화학공학소재연구정보센터
Journal of the American Chemical Society, Vol.141, No.45, 18286-18292, 2019
Well-Defined Silica-Supported Tungsten(IV)-Oxo Complex: Olefin Metathesis Activity, Initiation, and Role of Bronsted Acid Sites
Despite the importance of the heterogeneous tungsten-oxo-based olefin metathesis catalyst (WO3/SiO2) in industry, understanding of its initiation mechanism is still very limited. It has been proposed that reduced W(IV)-oxo surface species act as precatalysts. In order to understand the reactivity and initiation mechanism of surface W(IV)-oxo species, we synthesized a well-defined silica-supported W(IV)-oxo species, ( SiO)WO-(OtBuF(6))(py)(3) (F6@SiO2-700; OtBuF(6) = OC(CH3)(CF3)(2); py = pyridine), via surface organometallic chemistry (SOMC). F-6@SiO2-700 was shown to be highly active in olefin metathesis upon removal of pyridine ligands through the addition of tris(pentafluorophenyl)borane (B(C6F5)(3)) or thermal treatment under high vacuum.
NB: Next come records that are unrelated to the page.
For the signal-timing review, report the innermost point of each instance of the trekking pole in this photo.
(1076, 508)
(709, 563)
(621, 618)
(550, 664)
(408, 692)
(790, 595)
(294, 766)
The metathesis activity toward olefins with and without allylic C-H groups, namely beta-methylstyrene and styrene, respectively, was investigated. In the case of styrene, we demonstrated the role of surface OH groups in initiating metathesis activity. We proposed that the presence of strong Bronsted acidic OH sites, which likely arises from the presence of adjacent W sites in the catalyst as revealed by N-15-labeled pyridine adsorption, can assist styrene metathesis. In contrast, initiation of olefins with allylic C-H groups (e.g., beta-methylstyrene) is independent of the surface OH density and likely involves an allylic C-H activation mechanism, like the molecular W(IV)-oxo species. This study indicates that initiation mechanisms depend on the olefinic substrates and reveals the synergistic effect of Bronsted acidic surface sites and reduced W(IV) sites in the initiation of olefin metathesis.